The differences in the Grey landscape of Seattle reminded me that whatever I chose to do, I would not have the advantage of knowing the magical lay of the land any more than I knew the physical geography around the lake. I’d need help up there. But I wasn’t sure whom I could trust. I didn’t even know who the other mages that so upset Jewel were aside from her sister, Willow, and I hadn’t met her. I wasn’t sure about Ridenour’s involvement, but while he wasn’t a mage, he could still be trouble. I didn’t know who else was in the game; the only player I had any kind of line on was Jin, the yaomo. . . .
Thinking about the problem of Chinese demons, I paused for a light at Fourth Avenue and spotted a familiar-looking black coat and hat in the crowd on the opposite sidewalk. I thought about trying to call out to Quinton, but the distance was too great to expect him to hear me. I’d barely formulated the thought, though, when he turned and went across in the other direction, heading north toward Marion Street and the library.

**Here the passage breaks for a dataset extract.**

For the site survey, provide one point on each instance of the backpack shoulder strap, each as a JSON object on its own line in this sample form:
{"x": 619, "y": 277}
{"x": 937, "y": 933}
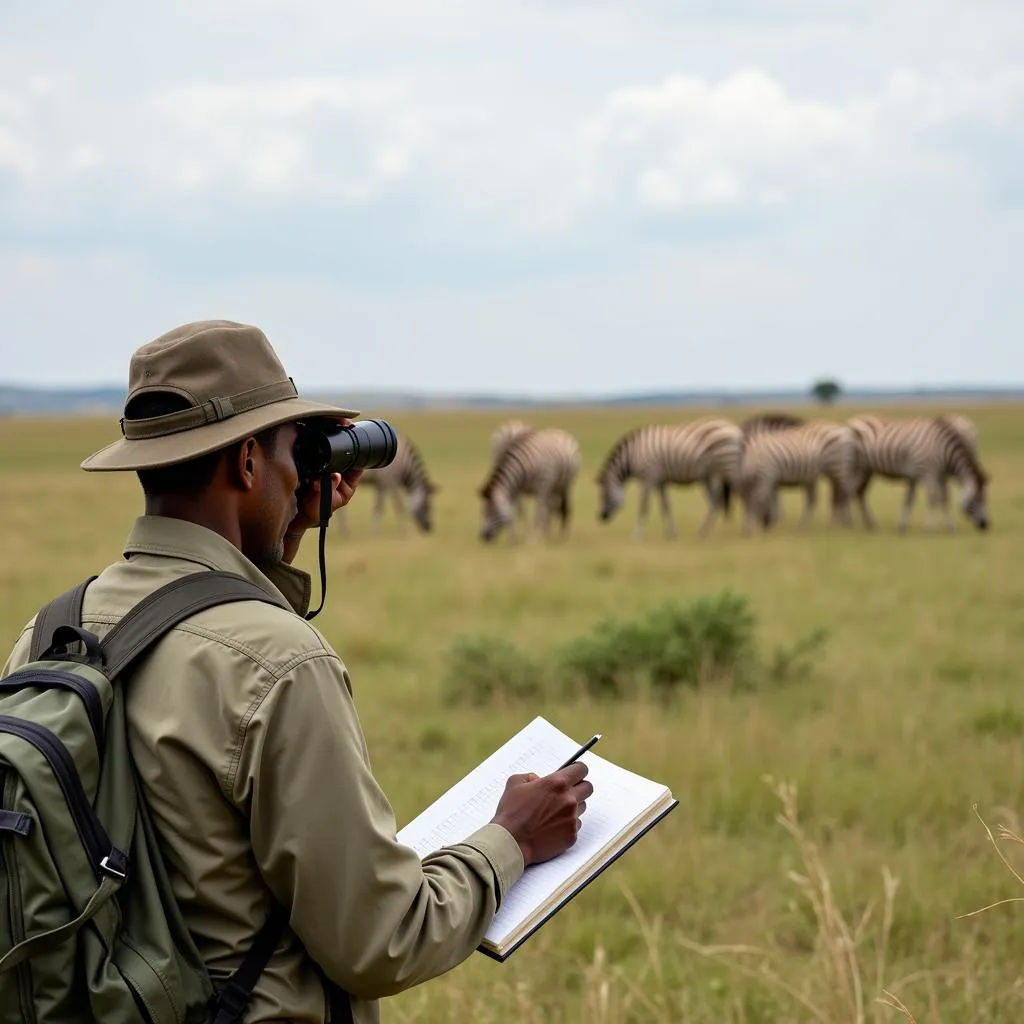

I would have liked to catch up to him, but I didn’t have the time, so I contented myself that I’d be able to page him once I was done with Solis and not have to tell him I was going on the lam from the cops.
The cliché from a dozen old crime movies made me smile and I was still smiling when I entered the police headquarters lobby. Solis and his dour expression wiped that off my face soon enough. He escorted me through the security checkpoint and deep into the building to a small room with a sign beside the door that read ATTORNEY CONSULTATION ROOM—NO UNAUTHORIZED RECORDING. That was more reassuring than having our chat in an interrogation room, but only a little, and I experienced an unpleasant jolt of alarm at the thought that Michael might have been wrong about Solis’s suspicions. The decor wasn’t any nicer, either, but at least the chairs were clean.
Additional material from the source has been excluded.